掃除をしながら、つづりはこっそりと溜息を吐く。

 ついつい頷いちゃったけど。
 やっぱりこれって、いけない事、だよね……。
 けど文様、すっごく嬉しそうだったんだよね。
 それになんか、放って置けなかったし。

 そんな事をぐるぐる頭の中で考えながら、気が付けばもうすぐ昼食の時間で。
 つづりは躊躇いつつも、文に言う。
「で、では、昼食を取りに行ってまいります」
「うん」
 そう返事した文は、二人で食べる事をとても楽しみにしているようで。
 やっぱり一緒に食べれません、なんて言える状況じゃない。
 その事につづりは覚悟を決めた。


 取り敢えず、先に自分の分を取りに行って。
 でないと、文の食事が温かい物だった場合、少しでも冷めない内に、と考えての事だ。
 そうして食事用のワゴンの下の方に自分のを置く。
 取りに行く時も、ワゴンに置く時も、誰にも気付かれないように隠しながら、そっと。
 そうして、どうか誰にもバレませんように、と願いながら部屋に戻る。
 途中、誰かとすれ違う度に、つづりはドキドキし通しだった。
 見咎められたら終わりな気がして。
 だから、文の部屋に無事に辿り付いた頃には、何だか疲労困ぱいだった。
「ううっ……心臓に悪い……」
 それでもつづりは、呼吸を整えてから文の部屋のドアをノックして中に入った。


 いつも文が食事をするテーブルは少々手狭だったが、何とかお皿を置く事ができた。
 椅子は近くの客室用のを借りてきて。
 二人きりの昼食タイムの始まりだ。

 食事を始めてすぐ、文はジッとつづりの分の食事を見ていて。
「あの、どうかされましたか……?」
「ん……つづりのと僕の、内容が随分違うなって思って……」
 それはそうだろう。
 使用人達の食事と主の食事が一緒な訳がない。
 けれど、文はそんな事、思ってもみなかったらしい。
「あの、私達使用人は人数がいるので、一度に大量に作れる料理が多いんです」
 だから唯一、スープ系は文と一緒だ。
「そう……」
 文はそれっきり黙り込むと、何かを考えているようで。
 やがて意を決したように、口を開く。
「ねぇ、つづり。

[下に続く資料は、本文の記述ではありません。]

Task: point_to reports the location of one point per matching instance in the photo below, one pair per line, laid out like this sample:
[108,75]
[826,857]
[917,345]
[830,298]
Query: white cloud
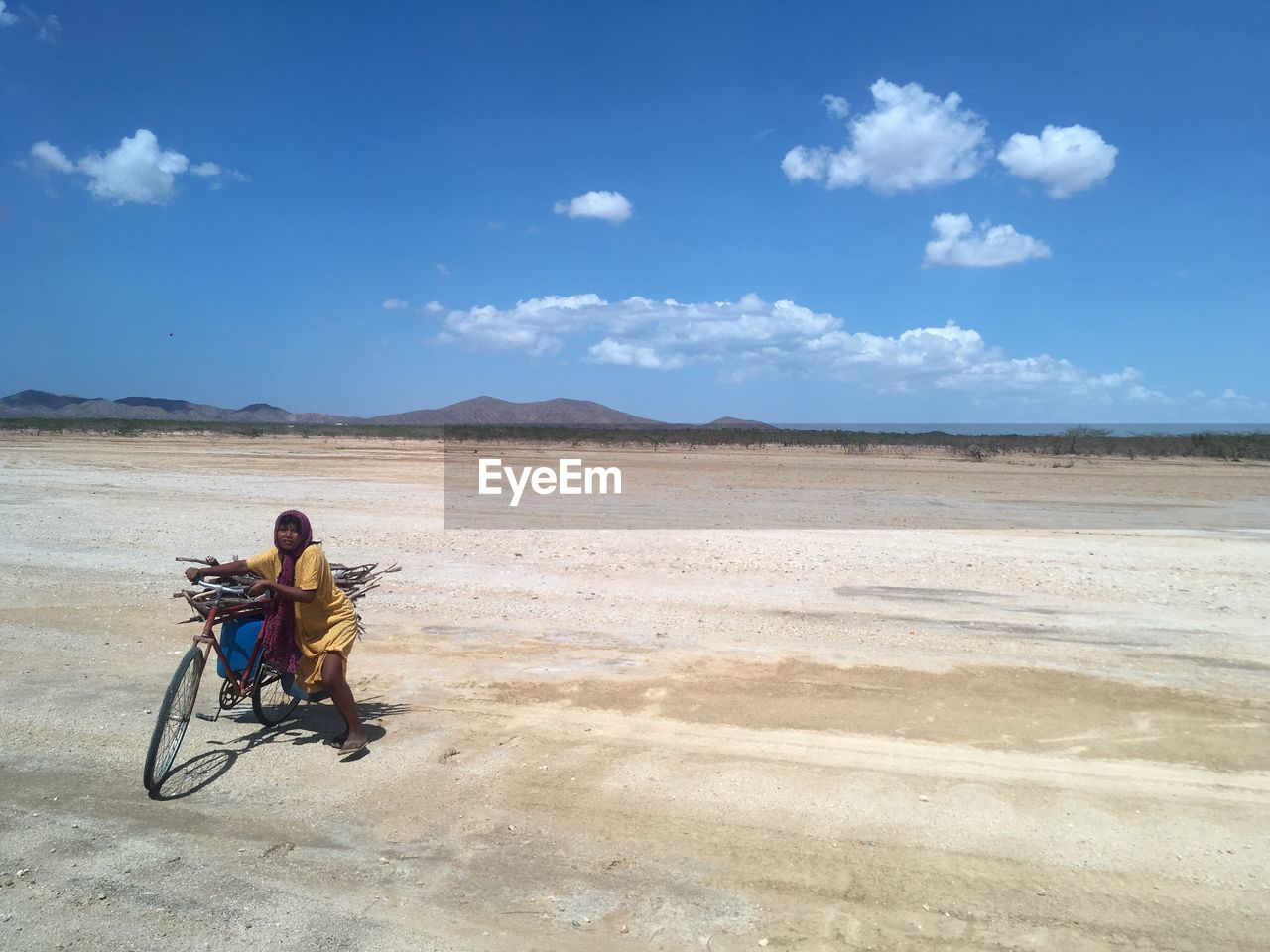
[961,245]
[606,206]
[1066,160]
[51,157]
[837,107]
[752,336]
[911,140]
[136,171]
[48,28]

これ、交換して、くれる……?」
 その思ってもみなかった言葉に、つづりは唖然としてしまう。

 ……交換?
 文様と私の食事を、って事、だよね。
 どう見たって、文様の食事の方が美味しそうなのに。
 それをわざわざ?

 文の言い出した事が、つづりにはどうしたって理解できない。
 すると文は、何も言わないつづりに勘違いしたのか、シュンとしたように言う。
「ダメ……?」
 これではまるで、つづりの方が良い物を食べているみたいだ。
「い、いえ!ダメなんて事……ただ、文様のお口に合うかどうか……」
 つづりはそう言うが、文は気にしていないらしい。
「いいよ。そっちを、食べてみたいんだ」
 微笑んでそう言う文に、つづりは迷う。

 文様が言うんだから、いいのかなぁ。
 でも、口に合う保証はないし。
 そうなったら、厨房の人達に迷惑とか掛からないかな。
 文様、突然突拍子も無い事言い出すし。
 それになにより。
 文様の豪勢な料理を、私なんかが食べちゃっていいの……?

 そう考えている間にも、文は催促してきて。
「つづり。交換、して?」
「〜〜っ」
 考えた末に、つづりは一つ提案をした。
「あのっ!では、試しに少量だけ交換、というのはどうでしょうか……?」
「少しだけ?」
「はい。あの、お弁当のおかず交換、みたいな感じで……」
 つづりのその提案に、文は納得したらしい。
「うん、分かった」
 その事につづりはホッとして、予備の空いているお皿に、自分の分を少量ずつ取り分ける。
「では、文様どうぞ」
「ありがとう」
 嬉しそうにそう言って、文は早速そちらを食べる。
「……あの、お味はどうですか?」
 何となく気になってしまって、つづりは感想を聞く。
 すると文は微笑んだ。
「こっちも、美味しい」
 そう言って食べる文につづりはホッとするが。

 考えてみればそれは当然なのだ。
 料理の内容が違えど、作っているのは祭雅家お抱えのコックやシェフ達で。
 プロ意識の強い彼らが、手抜き料理を作るハズがないのだから。

 けれど、文から分けてもらった料理は、やはり段違いの美味しさだった。

 それからは、他愛のない話や、本の話をして食事をして。
 つづりは、給仕をしながら受け答えするのと、一緒に食事をしながらの会話では、やはり場の雰囲気が違う事を実感した。